Publications by Year: 2011

2011

Paik, Hyojung, Eunjung Lee, Inho Park, Junho Kim, and Doheon Lee. (2011) 2011. “Prediction of Cancer Prognosis With the Genetic Basis of Transcriptional Variations.”. Genomics 97 (6): 350-7. https://doi.org/10.1016/j.ygeno.2011.03.005.

Phenotypes of diseases, including prognosis, are likely to have complex etiologies and be derived from interactive mechanisms, including genetic and protein interactions. Many computational methods have been used to predict survival outcomes without explicitly identifying interactive effects, such as the genetic basis for transcriptional variations. We have therefore proposed a classification method based on the interaction between genotype and transcriptional expression features (CORE-F). This method considers the overall "genetic architecture," referring to genetically based transcriptional alterations that influence prognosis. In comparing the performance of CORE-F with the ensemble tree, the best-performing method predicting patient survival, we found that CORE-F outperformed the ensemble tree (mean AUC, 0.85 vs. 0.72). Moreover, the trained associations in the CORE-F successfully identified the genetic mechanisms underlying survival outcomes at the interaction-network level.

Lee, Sejoon, Eunjung Lee, Kwang H Lee, and Doheon Lee. (2011) 2011. “Predicting Disease Phenotypes Based on the Molecular Networks With Condition-Responsive Correlation.”. International Journal of Data Mining and Bioinformatics 5 (2): 131-42.

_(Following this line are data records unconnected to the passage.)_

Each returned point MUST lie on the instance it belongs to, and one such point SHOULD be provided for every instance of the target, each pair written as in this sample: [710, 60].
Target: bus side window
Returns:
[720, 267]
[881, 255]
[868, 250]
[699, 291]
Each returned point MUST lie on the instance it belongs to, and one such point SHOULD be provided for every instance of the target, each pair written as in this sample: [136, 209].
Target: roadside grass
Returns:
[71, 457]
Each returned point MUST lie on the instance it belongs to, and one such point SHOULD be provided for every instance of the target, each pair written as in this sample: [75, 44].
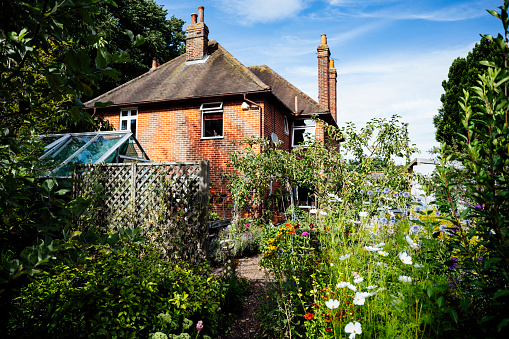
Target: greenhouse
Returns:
[63, 150]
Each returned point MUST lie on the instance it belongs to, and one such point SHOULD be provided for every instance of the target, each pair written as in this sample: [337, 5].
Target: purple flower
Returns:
[452, 284]
[453, 263]
[199, 326]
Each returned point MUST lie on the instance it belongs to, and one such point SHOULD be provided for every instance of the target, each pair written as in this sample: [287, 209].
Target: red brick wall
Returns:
[173, 133]
[323, 75]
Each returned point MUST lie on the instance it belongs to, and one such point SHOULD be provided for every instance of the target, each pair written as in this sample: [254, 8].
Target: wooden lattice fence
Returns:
[169, 201]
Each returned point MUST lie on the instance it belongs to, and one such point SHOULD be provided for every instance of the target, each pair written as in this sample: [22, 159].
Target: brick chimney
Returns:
[197, 40]
[323, 73]
[332, 89]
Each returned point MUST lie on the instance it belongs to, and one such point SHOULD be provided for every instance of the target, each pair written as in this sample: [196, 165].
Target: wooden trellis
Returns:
[168, 200]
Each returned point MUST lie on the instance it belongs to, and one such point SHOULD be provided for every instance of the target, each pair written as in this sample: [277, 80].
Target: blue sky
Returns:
[391, 55]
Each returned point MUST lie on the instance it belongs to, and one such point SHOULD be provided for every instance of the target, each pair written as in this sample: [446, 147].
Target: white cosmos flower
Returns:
[342, 284]
[405, 258]
[343, 257]
[334, 197]
[404, 278]
[412, 243]
[353, 329]
[352, 287]
[359, 299]
[332, 303]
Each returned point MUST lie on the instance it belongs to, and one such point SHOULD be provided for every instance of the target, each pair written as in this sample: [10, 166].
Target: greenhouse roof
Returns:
[62, 150]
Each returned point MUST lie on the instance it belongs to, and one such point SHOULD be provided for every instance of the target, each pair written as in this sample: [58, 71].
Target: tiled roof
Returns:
[286, 92]
[220, 74]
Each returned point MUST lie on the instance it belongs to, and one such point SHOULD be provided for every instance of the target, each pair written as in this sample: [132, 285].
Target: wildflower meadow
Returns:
[370, 260]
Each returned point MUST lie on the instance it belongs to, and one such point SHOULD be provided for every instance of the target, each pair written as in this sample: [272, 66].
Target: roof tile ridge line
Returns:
[244, 68]
[289, 84]
[96, 99]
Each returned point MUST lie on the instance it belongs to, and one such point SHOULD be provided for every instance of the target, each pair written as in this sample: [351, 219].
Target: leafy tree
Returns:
[463, 75]
[164, 38]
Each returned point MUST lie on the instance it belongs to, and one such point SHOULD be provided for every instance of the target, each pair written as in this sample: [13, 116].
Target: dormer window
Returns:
[129, 120]
[211, 120]
[304, 132]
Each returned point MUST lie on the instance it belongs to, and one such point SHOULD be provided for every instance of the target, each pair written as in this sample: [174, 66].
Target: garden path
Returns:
[246, 326]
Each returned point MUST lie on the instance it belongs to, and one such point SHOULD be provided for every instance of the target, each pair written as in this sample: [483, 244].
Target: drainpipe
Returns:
[260, 115]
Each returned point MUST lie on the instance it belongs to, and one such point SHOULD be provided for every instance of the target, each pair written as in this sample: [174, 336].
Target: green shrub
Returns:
[119, 294]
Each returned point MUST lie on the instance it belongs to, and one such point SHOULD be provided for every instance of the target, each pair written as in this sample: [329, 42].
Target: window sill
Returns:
[212, 138]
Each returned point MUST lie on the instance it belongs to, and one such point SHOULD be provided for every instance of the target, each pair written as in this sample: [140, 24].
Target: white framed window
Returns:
[304, 132]
[129, 120]
[212, 120]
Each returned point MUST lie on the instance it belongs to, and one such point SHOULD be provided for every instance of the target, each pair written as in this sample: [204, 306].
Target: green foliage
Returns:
[482, 250]
[164, 38]
[463, 75]
[44, 72]
[321, 166]
[118, 293]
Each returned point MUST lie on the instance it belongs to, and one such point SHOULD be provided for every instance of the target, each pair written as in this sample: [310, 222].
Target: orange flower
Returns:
[308, 316]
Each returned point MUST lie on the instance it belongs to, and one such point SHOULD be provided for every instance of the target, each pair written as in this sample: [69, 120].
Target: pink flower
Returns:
[199, 326]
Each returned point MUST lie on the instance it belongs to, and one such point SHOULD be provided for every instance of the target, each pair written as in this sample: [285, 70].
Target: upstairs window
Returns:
[211, 120]
[304, 132]
[129, 120]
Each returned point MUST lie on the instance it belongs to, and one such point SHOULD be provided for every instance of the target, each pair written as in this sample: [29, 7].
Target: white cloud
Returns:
[410, 10]
[405, 84]
[248, 12]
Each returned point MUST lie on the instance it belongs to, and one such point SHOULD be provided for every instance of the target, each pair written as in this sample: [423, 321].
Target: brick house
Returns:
[195, 106]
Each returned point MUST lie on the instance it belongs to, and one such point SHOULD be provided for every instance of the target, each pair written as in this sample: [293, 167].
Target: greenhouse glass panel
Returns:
[86, 148]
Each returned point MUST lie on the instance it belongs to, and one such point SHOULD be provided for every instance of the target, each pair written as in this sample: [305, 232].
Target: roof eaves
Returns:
[183, 99]
[89, 104]
[290, 85]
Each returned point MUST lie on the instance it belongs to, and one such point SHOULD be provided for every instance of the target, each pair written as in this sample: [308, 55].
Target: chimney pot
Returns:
[200, 13]
[323, 39]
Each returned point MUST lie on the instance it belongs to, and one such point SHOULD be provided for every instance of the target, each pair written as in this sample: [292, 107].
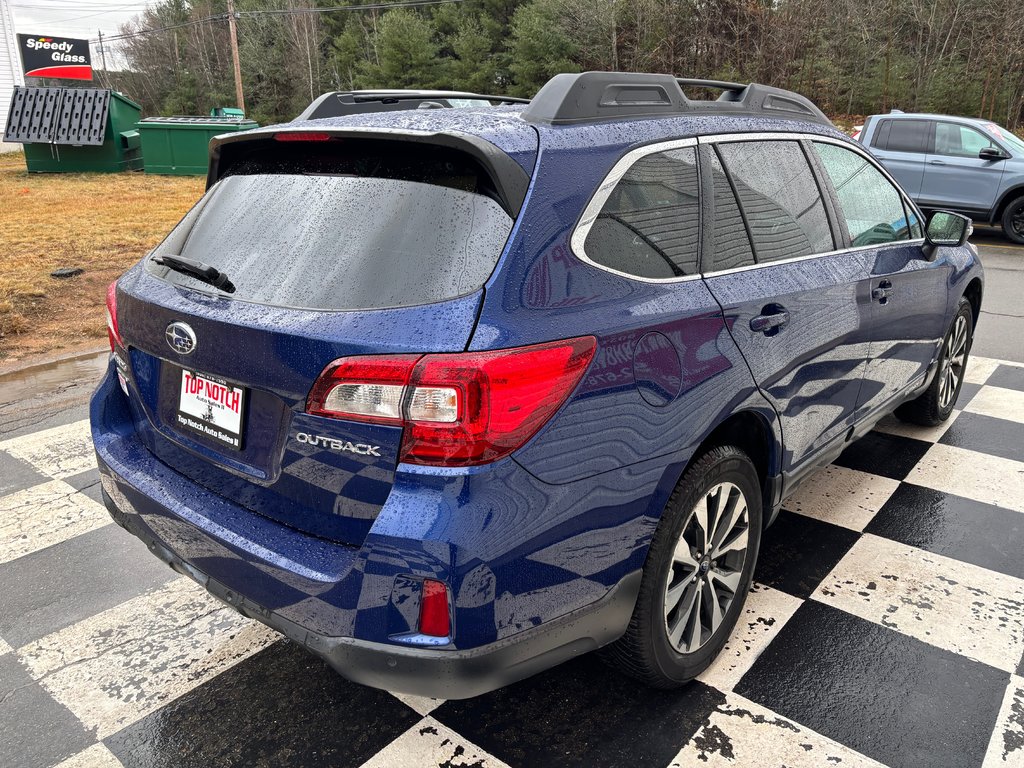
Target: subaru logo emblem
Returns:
[180, 338]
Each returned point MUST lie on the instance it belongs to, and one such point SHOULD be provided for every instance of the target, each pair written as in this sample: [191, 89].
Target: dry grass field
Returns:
[100, 222]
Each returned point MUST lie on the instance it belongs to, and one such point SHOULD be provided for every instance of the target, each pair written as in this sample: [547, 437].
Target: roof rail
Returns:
[589, 96]
[337, 103]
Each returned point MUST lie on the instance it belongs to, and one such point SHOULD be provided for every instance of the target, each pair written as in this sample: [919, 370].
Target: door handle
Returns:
[771, 321]
[883, 292]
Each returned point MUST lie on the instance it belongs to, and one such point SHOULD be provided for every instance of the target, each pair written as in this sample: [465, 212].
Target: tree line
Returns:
[851, 56]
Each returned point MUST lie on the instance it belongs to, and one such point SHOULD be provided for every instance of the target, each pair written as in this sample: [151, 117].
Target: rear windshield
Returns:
[349, 230]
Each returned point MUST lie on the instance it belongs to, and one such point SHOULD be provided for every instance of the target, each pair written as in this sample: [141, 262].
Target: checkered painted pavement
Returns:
[886, 626]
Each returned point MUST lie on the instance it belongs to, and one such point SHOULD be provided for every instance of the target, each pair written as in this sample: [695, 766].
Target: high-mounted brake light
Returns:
[302, 136]
[113, 335]
[461, 409]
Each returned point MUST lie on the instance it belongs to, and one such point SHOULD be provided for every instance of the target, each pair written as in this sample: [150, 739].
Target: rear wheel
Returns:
[697, 572]
[1013, 220]
[936, 403]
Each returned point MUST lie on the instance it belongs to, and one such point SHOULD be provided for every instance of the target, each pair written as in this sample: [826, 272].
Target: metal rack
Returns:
[593, 96]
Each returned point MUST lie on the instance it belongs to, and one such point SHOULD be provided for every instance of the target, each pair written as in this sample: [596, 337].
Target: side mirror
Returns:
[947, 230]
[990, 153]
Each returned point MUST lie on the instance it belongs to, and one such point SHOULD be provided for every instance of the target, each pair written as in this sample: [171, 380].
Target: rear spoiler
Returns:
[510, 180]
[339, 103]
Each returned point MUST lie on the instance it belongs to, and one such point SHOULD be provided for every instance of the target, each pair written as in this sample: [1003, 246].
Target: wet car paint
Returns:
[553, 528]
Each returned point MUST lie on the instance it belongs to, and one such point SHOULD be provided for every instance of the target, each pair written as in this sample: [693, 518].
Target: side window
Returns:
[731, 244]
[871, 206]
[779, 198]
[905, 135]
[649, 225]
[960, 140]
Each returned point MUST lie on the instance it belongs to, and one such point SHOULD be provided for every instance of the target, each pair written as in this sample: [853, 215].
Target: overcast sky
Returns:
[81, 18]
[78, 18]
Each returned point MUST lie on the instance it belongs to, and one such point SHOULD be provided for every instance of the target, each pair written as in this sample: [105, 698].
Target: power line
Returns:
[81, 6]
[168, 28]
[291, 11]
[369, 6]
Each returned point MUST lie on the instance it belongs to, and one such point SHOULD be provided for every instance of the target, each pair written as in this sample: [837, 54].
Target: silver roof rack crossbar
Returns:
[591, 96]
[336, 103]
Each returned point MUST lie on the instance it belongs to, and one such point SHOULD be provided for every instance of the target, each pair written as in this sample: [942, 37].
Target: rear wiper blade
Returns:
[197, 269]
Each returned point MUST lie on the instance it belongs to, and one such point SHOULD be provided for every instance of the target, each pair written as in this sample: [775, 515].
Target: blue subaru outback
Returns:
[452, 395]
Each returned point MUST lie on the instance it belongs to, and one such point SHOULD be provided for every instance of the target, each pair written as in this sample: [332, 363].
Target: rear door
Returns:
[908, 292]
[902, 144]
[798, 310]
[955, 176]
[349, 249]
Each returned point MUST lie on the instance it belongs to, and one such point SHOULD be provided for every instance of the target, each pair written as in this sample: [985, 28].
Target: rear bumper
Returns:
[437, 674]
[549, 577]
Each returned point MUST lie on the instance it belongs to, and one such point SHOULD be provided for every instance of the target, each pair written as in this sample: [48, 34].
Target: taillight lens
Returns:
[461, 409]
[113, 335]
[369, 388]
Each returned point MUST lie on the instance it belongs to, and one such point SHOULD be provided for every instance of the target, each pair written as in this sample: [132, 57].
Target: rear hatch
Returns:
[333, 248]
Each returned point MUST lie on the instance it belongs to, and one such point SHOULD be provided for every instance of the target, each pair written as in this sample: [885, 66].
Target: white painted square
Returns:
[60, 452]
[96, 756]
[979, 369]
[428, 743]
[998, 402]
[944, 602]
[892, 425]
[44, 515]
[985, 478]
[1007, 747]
[764, 614]
[742, 733]
[116, 667]
[843, 497]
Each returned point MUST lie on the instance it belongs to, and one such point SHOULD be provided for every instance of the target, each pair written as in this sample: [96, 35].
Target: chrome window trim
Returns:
[842, 251]
[600, 197]
[626, 162]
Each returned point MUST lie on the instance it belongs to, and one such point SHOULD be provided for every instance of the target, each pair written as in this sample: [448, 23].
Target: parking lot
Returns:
[886, 626]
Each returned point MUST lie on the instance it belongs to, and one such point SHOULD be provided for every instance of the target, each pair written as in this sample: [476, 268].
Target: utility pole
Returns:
[102, 50]
[235, 55]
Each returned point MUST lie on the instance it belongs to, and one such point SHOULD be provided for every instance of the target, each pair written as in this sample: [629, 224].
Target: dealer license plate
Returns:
[212, 407]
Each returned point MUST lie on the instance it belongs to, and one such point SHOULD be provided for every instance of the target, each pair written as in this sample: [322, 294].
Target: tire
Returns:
[936, 403]
[662, 647]
[1013, 220]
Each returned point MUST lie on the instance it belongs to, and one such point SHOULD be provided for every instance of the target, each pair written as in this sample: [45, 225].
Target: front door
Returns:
[908, 295]
[797, 308]
[955, 176]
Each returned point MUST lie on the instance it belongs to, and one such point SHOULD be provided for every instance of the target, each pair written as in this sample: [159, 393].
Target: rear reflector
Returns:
[113, 334]
[434, 619]
[459, 410]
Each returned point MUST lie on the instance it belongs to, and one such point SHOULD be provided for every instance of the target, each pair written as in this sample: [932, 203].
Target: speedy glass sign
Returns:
[44, 56]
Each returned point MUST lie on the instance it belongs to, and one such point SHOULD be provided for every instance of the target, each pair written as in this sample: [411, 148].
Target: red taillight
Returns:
[461, 409]
[302, 136]
[113, 335]
[434, 619]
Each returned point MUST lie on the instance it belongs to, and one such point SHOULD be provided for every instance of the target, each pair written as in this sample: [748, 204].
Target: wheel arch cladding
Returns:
[973, 294]
[752, 433]
[1010, 197]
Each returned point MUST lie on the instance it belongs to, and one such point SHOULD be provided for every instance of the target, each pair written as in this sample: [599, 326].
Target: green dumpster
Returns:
[74, 130]
[180, 145]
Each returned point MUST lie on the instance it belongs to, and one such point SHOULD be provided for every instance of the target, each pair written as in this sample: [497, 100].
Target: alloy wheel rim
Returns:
[953, 361]
[707, 567]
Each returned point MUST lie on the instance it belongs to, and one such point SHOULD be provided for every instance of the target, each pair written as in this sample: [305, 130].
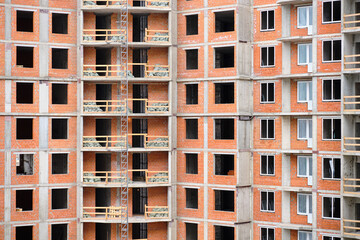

Network-based methods using molecular interaction networks integrated with gene expression profiles have been proposed to solve problems, which arose from smaller number of samples compared with the large number of predictors. However, previous network-based methods, which have focused only on expression levels of proteins, nodes in the network through the identification of condition-responsive interactions. We propose a novel network-based classification, which focuses on both nodes with discriminative expression levels and edges with Condition-Responsive Correlations (CRCs) across two phenotypes. We found that modules with condition-responsive interactions provide candidate molecular models for diseases and show improved performances compared conventional gene-centric classification methods.

Xi, Ruibin, Angela G Hadjipanayis, Lovelace J Luquette, Tae-Min Kim, Eunjung Lee, Jianhua Zhang, Mark D Johnson, et al. (2011) 2011. “Copy Number Variation Detection in Whole-Genome Sequencing Data Using the Bayesian Information Criterion.”. Proceedings of the National Academy of Sciences of the United States of America 108 (46): E1128-36. https://doi.org/10.1073/pnas.1110574108.

DNA copy number variations (CNVs) play an important role in the pathogenesis and progression of cancer and confer susceptibility to a variety of human disorders. Array comparative genomic hybridization has been used widely to identify CNVs genome wide, but the next-generation sequencing technology provides an opportunity to characterize CNVs genome wide with unprecedented resolution. In this study, we developed an algorithm to detect CNVs from whole-genome sequencing data and applied it to a newly sequenced glioblastoma genome with a matched control. This read-depth algorithm, called BIC-seq, can accurately and efficiently identify CNVs via minimizing the Bayesian information criterion. Using BIC-seq, we identified hundreds of CNVs as small as 40 bp in the cancer genome sequenced at 10× coverage, whereas we could only detect large CNVs (> 15 kb) in the array comparative genomic hybridization profiles for the same genome. Eighty percent (14/16) of the small variants tested (110 bp to 14 kb) were experimentally validated by quantitative PCR, demonstrating high sensitivity and true positive rate of the algorithm. We also extended the algorithm to detect recurrent CNVs in multiple samples as well as deriving error bars for breakpoints using a Gibbs sampling approach. We propose this statistical approach as a principled yet practical and efficient method to estimate CNVs in whole-genome sequencing data.